Arslan, which concerned a terrorism suspect who refused to take of his turban in court, as well as the headscarf cases of Şahin and Dogru are obvious precedents to consider if you're trying to figure out how to do the proportionality analysis in these circumstances. However, the strange thing is that the Council seems to cite them more for the scope of the freedom of religion in the first place, which seems to be covered by Kokkinakis just fine. For proportionality, it cites only its own case law.
As a matter of ECHR law, it seems like quite a stretch to go from Turkish dresscode cases, which are clearly to some extent unique to Turkey, and a case about headscarves in gym class, to a ban on covering one's face in public.
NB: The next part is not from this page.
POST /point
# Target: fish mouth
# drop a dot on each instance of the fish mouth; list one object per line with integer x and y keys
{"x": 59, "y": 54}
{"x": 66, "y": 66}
Judging from the ruling, which is as terse as always, it seems like the only way they got there is because they asked whether the law was "manifestly disproprotionate" to the goals pursued. (par. 5) This is a very deferential test, one that may well be more deferential than the "margin of appreciation" that the ECtHR tends to give the High Contracting Parties.
I suppose we shall see what the Strasbourg court will do...
P.S. One of the CDE cases they referred to is my beloved Dwarf Tossing Case! (Which clarifies to what extent human dignity, as an element of public order, is sufficient to justify government intervention.)
UPDATE: Not everybody's a fan.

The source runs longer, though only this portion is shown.